If you write out the result of this matrix equation you will get the 11 equations from that you wanted to solve.

So as a starting intuition you can think of matrices as spreadsheets that help you keep track of a lot of equations. The algebra rules are just how you can manipulate your spreadsheet without bonking it up. The fact that $\bf{AB\neq BA}$ well spreadsheets don't work that way, try reversing the order of the example above.

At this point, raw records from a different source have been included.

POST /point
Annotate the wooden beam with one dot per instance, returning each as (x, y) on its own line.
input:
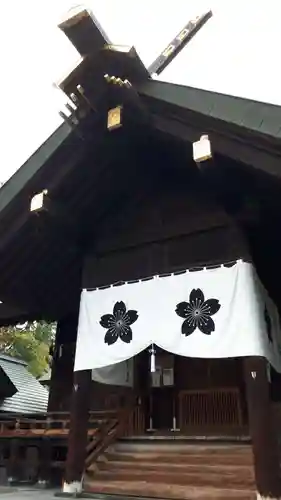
(84, 31)
(178, 43)
(264, 442)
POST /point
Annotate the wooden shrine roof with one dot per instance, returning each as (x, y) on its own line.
(88, 170)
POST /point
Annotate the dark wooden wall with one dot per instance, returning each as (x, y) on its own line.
(178, 226)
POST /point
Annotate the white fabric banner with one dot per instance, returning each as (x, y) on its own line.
(118, 374)
(213, 313)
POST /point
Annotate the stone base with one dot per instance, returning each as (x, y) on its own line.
(72, 488)
(43, 484)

If you want to take it further, you can look at a matrix as a machine that takes objects like apples, eggs and shoes, and combines them. But you also want try several different combinations of apples, eggs and shoes, that's where the spreadsheet like nature of matrices help out.

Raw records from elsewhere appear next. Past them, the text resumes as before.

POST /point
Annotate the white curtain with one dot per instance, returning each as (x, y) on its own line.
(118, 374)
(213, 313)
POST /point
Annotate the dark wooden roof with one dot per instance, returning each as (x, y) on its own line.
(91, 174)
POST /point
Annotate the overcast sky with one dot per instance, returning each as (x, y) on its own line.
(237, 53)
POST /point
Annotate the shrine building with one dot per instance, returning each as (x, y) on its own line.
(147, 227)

So let's say you want combine 1 apple with 2 eggs and 3 shoes and then you want to record what you get. After that, try combining 3 apples with 2 eggs and 1 shoe and record the result. Also check what just one of each combined gives.

If you let $x,y$ and $z$ represent apples, eggs and shoes respectively, in matrix algebra you get

$\left[\begin{array}{ccc} 1 & 2 & 3\\ 3 & 2 & 1\\ 1 & 1 & 1 \end{array}\right]\left[\begin{array}{c} x\\ y\\ z \end{array}\right]$

So you can think of the matrix as a machine that takes a vector of objects as inputs, and then outputs a new vector with the resulting combination. In our case our output is

$\left[\begin{array}{c} x+2y+3z\\ 3x+2y+z\\ x+y+z \end{array}\right]$

Notice that this output is one column just like $\left[\begin{array}{c} x\\ y\\ z \end{array}\right]$.

So I want to find out what I get when I combine 1 apple, 2 eggs and 3 shoes, but when I mess around with the abstract equation $\bf{A}\vec{x}=\vec{y}$, I don't want to end up combining say 2 apples, 4 eggs and 1 shoe instead. The rules and axioms ensure that no matter what I do with an abstract equation, I don't change what I'm actually trying to accomplish with the matrix.